Gemini 3.1 Flash Live Preview

Overview

Freshness note: Model capabilities, limits, and pricing can change quickly. This profile is a point-in-time snapshot last verified on June 8, 2026.

Gemini 3.1 Flash Live Preview is Google’s current low-latency live dialogue model for realtime multimodal interaction. The official positioning is clear: this is an audio-to-audio system optimized for real-time dialogue, acoustic nuance, numeric precision, and multimodal awareness rather than just a standard text model with speech bolted on afterward.

That makes it relevant for voice agents, guided assistants, live tutoring, and operational support flows where turn-taking quality matters as much as raw reasoning.

Capabilities

Google’s current model page lists support for text, image, audio, and video inputs with text and audio outputs. It also shows Live API support, function calling, search grounding, and thinking support, which means the model can act as a realtime operational layer instead of only a speech demo.
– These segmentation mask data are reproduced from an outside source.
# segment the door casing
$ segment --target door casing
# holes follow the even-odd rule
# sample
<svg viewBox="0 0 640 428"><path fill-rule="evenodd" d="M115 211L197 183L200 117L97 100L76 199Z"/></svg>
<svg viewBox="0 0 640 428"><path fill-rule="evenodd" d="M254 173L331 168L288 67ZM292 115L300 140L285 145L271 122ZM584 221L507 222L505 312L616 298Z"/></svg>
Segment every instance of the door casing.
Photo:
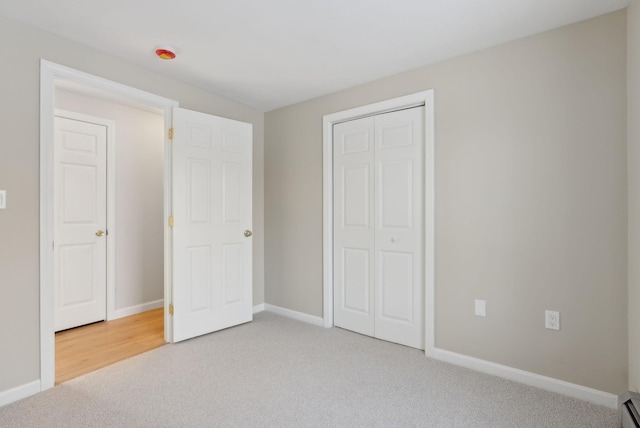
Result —
<svg viewBox="0 0 640 428"><path fill-rule="evenodd" d="M55 382L55 333L53 323L53 117L55 81L69 80L164 112L164 218L171 212L171 145L168 138L173 107L178 102L92 74L40 60L40 390ZM171 290L171 233L164 226L164 339L172 342L169 303Z"/></svg>
<svg viewBox="0 0 640 428"><path fill-rule="evenodd" d="M434 91L417 92L323 116L322 118L322 247L323 247L323 320L333 327L333 125L404 108L424 106L424 281L425 281L425 354L435 350L435 133Z"/></svg>

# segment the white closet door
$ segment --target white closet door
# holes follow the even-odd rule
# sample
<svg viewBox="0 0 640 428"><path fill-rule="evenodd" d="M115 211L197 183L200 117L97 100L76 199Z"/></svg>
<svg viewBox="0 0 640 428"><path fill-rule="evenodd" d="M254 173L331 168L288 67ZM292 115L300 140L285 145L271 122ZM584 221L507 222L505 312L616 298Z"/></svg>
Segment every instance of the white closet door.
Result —
<svg viewBox="0 0 640 428"><path fill-rule="evenodd" d="M334 323L374 335L374 119L333 128Z"/></svg>
<svg viewBox="0 0 640 428"><path fill-rule="evenodd" d="M375 336L424 349L424 107L376 116Z"/></svg>
<svg viewBox="0 0 640 428"><path fill-rule="evenodd" d="M334 323L424 349L424 107L334 126Z"/></svg>

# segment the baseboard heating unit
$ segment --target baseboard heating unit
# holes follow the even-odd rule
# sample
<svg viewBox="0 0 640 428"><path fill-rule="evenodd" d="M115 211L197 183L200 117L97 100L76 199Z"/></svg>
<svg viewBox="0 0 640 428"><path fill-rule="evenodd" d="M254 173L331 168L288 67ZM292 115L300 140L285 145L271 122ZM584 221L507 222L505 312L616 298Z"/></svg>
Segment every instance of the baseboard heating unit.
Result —
<svg viewBox="0 0 640 428"><path fill-rule="evenodd" d="M640 428L640 394L625 392L618 403L622 428Z"/></svg>

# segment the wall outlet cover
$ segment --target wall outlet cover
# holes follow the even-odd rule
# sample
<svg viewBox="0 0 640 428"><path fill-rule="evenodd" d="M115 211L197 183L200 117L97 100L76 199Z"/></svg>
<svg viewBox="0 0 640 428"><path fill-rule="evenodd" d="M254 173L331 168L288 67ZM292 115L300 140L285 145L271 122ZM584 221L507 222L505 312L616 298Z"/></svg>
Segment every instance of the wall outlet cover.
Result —
<svg viewBox="0 0 640 428"><path fill-rule="evenodd" d="M560 312L544 311L544 326L550 330L560 330Z"/></svg>
<svg viewBox="0 0 640 428"><path fill-rule="evenodd" d="M7 208L7 191L0 190L0 210Z"/></svg>

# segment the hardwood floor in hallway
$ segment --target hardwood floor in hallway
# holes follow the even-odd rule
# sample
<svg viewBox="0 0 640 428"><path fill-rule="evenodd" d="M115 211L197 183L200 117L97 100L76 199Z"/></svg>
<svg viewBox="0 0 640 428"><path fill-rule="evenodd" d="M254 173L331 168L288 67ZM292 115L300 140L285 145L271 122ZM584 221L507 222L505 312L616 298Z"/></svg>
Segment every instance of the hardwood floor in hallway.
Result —
<svg viewBox="0 0 640 428"><path fill-rule="evenodd" d="M164 345L163 311L56 333L56 385Z"/></svg>

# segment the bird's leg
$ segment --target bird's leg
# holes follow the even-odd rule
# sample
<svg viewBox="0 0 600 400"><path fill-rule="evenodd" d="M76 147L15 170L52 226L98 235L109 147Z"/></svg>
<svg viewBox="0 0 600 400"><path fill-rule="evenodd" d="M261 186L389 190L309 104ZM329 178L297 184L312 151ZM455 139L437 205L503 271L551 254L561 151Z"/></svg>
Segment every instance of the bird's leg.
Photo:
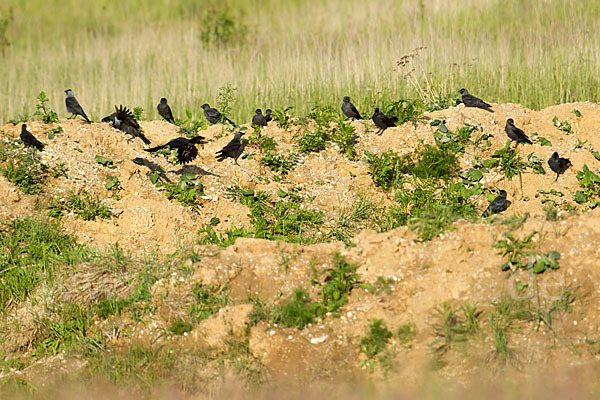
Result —
<svg viewBox="0 0 600 400"><path fill-rule="evenodd" d="M558 176L559 176L559 173L557 172L556 173L556 179L554 180L554 182L558 181Z"/></svg>

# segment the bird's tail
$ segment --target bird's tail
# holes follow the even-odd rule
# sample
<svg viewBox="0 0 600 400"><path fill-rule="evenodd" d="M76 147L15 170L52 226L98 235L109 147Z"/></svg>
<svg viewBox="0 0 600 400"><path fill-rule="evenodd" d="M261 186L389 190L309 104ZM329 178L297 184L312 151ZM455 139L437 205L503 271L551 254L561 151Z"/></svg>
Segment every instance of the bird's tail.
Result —
<svg viewBox="0 0 600 400"><path fill-rule="evenodd" d="M87 121L87 123L88 123L88 124L91 124L91 123L92 123L92 121L90 121L90 119L88 118L88 116L87 116L87 115L85 115L85 112L84 112L83 110L81 110L81 116L82 116L83 118L85 118L85 120Z"/></svg>
<svg viewBox="0 0 600 400"><path fill-rule="evenodd" d="M223 150L219 150L216 153L217 161L223 161L227 158L227 155L223 153Z"/></svg>
<svg viewBox="0 0 600 400"><path fill-rule="evenodd" d="M229 122L231 125L233 125L233 126L237 126L237 125L235 124L235 122L233 122L232 120L230 120L230 119L229 119L229 118L227 118L226 116L223 116L223 119L224 119L225 121Z"/></svg>
<svg viewBox="0 0 600 400"><path fill-rule="evenodd" d="M144 140L144 139L142 139ZM145 143L145 142L144 142ZM144 151L147 151L148 153L154 153L155 151L159 151L164 149L165 147L167 147L166 144L160 145L160 146L156 146L156 147L151 147L149 149L144 149Z"/></svg>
The interesting distinction is that some common platform capabilities are intentionally absent. Google’s current docs mark batch usage, caching, code execution, structured outputs, and URL context as unsupported here. That is a useful practical signal: the model is specialized for live interactive work, not broad batch automation.

Technical Details

Google’s model docs list:

Model code: gemini-3.1-flash-live-preview
Input token limit: 131,072
Output token limit: 65,536
Inputs: text, image, audio, and video
Outputs: text and audio

The same docs position it as part of the Live API surface, which is the real implementation constraint. Teams should think in terms of session behavior, latency, and dialogue quality, not just one-off prompt-response throughput. Google’s migration notes also say the default thinking level is minimal for latency, async function calling is not yet supported, and proactive audio plus affective dialogue are not yet supported on the 3.1 Flash Live model.

Pricing & Access

Google’s current pricing page lists paid-tier pricing at:

Input: $0.75 per 1M text tokens
Input: $3.00 per 1M audio tokens or$ 0.005/min
Input: $1.00 per 1M image/video tokens or$ 0.002/min
Output: $4.50 per 1M text tokens
Output: $12.00 per 1M audio tokens or$ 0.018/min

Signal Lens stores the text input and text output rates in frontmatter for baseline comparison, but real deployment cost depends heavily on modality mix. Google’s deprecation table lists no shutdown date for gemini-3.1-flash-live-preview at this snapshot.

Best Use Cases

Use Gemini 3.1 Flash Live Preview for realtime voice agents, multimodal live support, conversational tutoring, guided demos, or assistant experiences where interruptibility and natural audio behavior matter.

It is a weak fit for offline summarization, large batch processing, or heavily structured JSON pipelines. Those are better served by non-live Gemini routes.

Comparisons

Gemini 2.5 Flash Native Audio (Google): 2.5 remains a solid live-audio route; 3.1 Flash Live is the newer Gemini 3.1 live lane.
Gemini 3 Flash Preview (Google): Flash Preview is broader and better for non-live agentic work, while Flash Live is specialized for realtime dialogue.
GPT Realtime-style stacks: Same general class of product, with the platform choice usually driven by ecosystem fit, tooling, and deployment preferences.